- Occupation(s): Editor, Journalist, Correspondent, author
- Spouse: Darlene Keju (Deceased)

= Giff Johnson =

Marshall Islands editor and journalist

Giff Johnson is a Marshall Islands-based editor and journalist. He is also the author of the self-published book Don't Ever Whisper, which tells of his late wife Darlene Keju's fight to share the Marshall Islanders plight with the rest of the world. In 2013, he was interviewed by ABC Radio presenter Geraldine Coutts in relation to the book.

==Career==
Johnson is the editor of the Marshall Islands Journal. He is also the Marshall Islands correspondent for Radio New Zealand and for ABC Radio Australia.

===Previous roles===
He was for a period of time from early 2001 to 2003, the interim managing editor of Pacific Magazine. He continued as Pacific Magazine’s contributing editor from where he was based in Majuro, Marshall Islands until Pacific Magazine halted publication in 2008. He has been a freelance writer and was also an editor for the Honolulu-published Micronesia Bulletin from 1976 to 1984.

===Books===
- "Collision Course at Kwajalein: Marshall Islanders in the Shadow of the Bomb," 1984, Pacific Concerns Resource Center, Honolulu.
- "Nuclear Past, Unclear Future," 2009, Micronitor News and Printing Co., Majuro.
- Don't ever whisper : Darlene Keju, Pacific health pioneer, champion for nuclear survivors, 2013
- "Idyllic No More: Pacific Island Climate, Corruption and Development Dilemmas," 2015.

==Personal==
Johnson, who is originally from the United States, has lived in the Marshall Islands since 1984. In 1982, he married Darlene Keju on Wotje Atoll in the Marshall Islands.
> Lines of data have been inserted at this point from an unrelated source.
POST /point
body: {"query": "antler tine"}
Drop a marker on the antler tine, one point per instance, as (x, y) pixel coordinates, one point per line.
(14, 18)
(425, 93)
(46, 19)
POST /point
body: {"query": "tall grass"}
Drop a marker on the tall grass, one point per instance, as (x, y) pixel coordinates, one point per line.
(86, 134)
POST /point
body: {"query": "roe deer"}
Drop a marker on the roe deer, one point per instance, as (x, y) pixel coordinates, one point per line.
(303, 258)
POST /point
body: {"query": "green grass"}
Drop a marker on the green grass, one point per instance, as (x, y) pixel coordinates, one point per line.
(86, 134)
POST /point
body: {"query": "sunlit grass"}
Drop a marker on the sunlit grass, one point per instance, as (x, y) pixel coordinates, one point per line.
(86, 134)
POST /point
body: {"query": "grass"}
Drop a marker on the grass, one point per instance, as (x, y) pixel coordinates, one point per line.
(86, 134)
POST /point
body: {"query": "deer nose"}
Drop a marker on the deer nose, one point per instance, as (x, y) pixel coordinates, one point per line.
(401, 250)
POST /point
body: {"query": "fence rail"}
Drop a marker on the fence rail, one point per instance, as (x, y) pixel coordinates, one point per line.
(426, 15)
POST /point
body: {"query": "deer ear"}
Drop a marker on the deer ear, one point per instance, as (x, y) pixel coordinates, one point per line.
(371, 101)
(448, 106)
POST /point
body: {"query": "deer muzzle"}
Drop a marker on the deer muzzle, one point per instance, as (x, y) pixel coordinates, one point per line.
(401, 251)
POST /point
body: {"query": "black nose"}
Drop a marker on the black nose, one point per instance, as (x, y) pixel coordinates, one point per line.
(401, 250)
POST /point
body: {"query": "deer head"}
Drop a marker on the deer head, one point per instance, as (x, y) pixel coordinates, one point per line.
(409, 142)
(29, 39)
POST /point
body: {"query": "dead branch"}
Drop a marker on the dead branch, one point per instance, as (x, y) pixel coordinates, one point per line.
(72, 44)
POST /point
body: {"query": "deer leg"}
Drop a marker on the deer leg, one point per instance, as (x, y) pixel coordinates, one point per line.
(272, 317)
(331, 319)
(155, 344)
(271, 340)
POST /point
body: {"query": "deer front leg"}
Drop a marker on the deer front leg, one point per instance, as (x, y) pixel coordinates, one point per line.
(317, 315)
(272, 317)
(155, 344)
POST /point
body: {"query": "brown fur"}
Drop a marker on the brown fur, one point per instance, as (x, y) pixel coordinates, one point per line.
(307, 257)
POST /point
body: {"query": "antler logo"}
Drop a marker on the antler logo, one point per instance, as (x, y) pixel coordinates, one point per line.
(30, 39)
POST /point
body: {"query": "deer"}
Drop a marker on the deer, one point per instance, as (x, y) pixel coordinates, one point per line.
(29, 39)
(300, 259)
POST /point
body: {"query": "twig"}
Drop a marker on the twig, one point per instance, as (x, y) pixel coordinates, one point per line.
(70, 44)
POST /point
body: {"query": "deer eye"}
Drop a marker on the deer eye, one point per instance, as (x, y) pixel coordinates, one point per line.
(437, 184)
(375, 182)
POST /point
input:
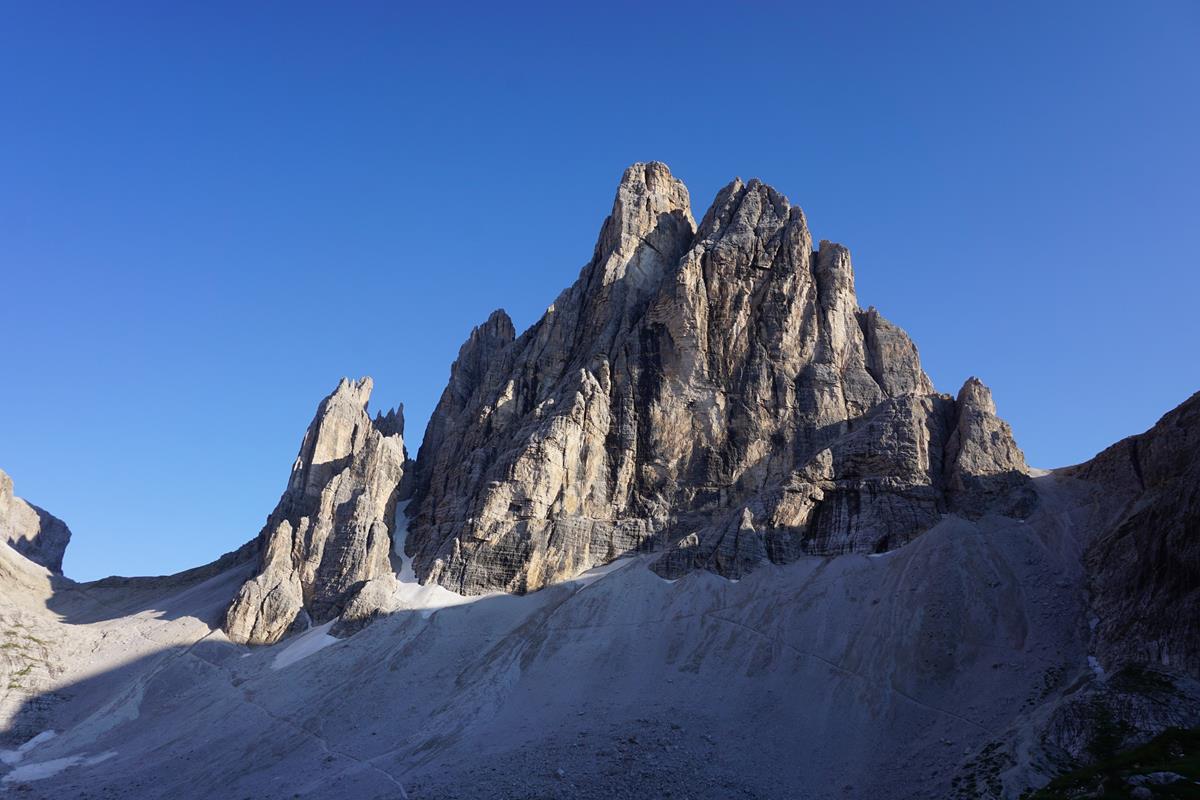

Keju was an outspoken advocate for nuclear weapons test victims in the Marshall Islands and a public health worker who engaged young people with innovative programs for community health development. They were married for 14 years. She died of cancer at the age of 45. A celebration of her life with short speeches and Marshallese music and singing was held at the Church of the Crossroads in Hawaii.
In 1998, Johnson married Mathilda Rakin in Majuro. They have one son, Iohaan, and one daughter, Beverly.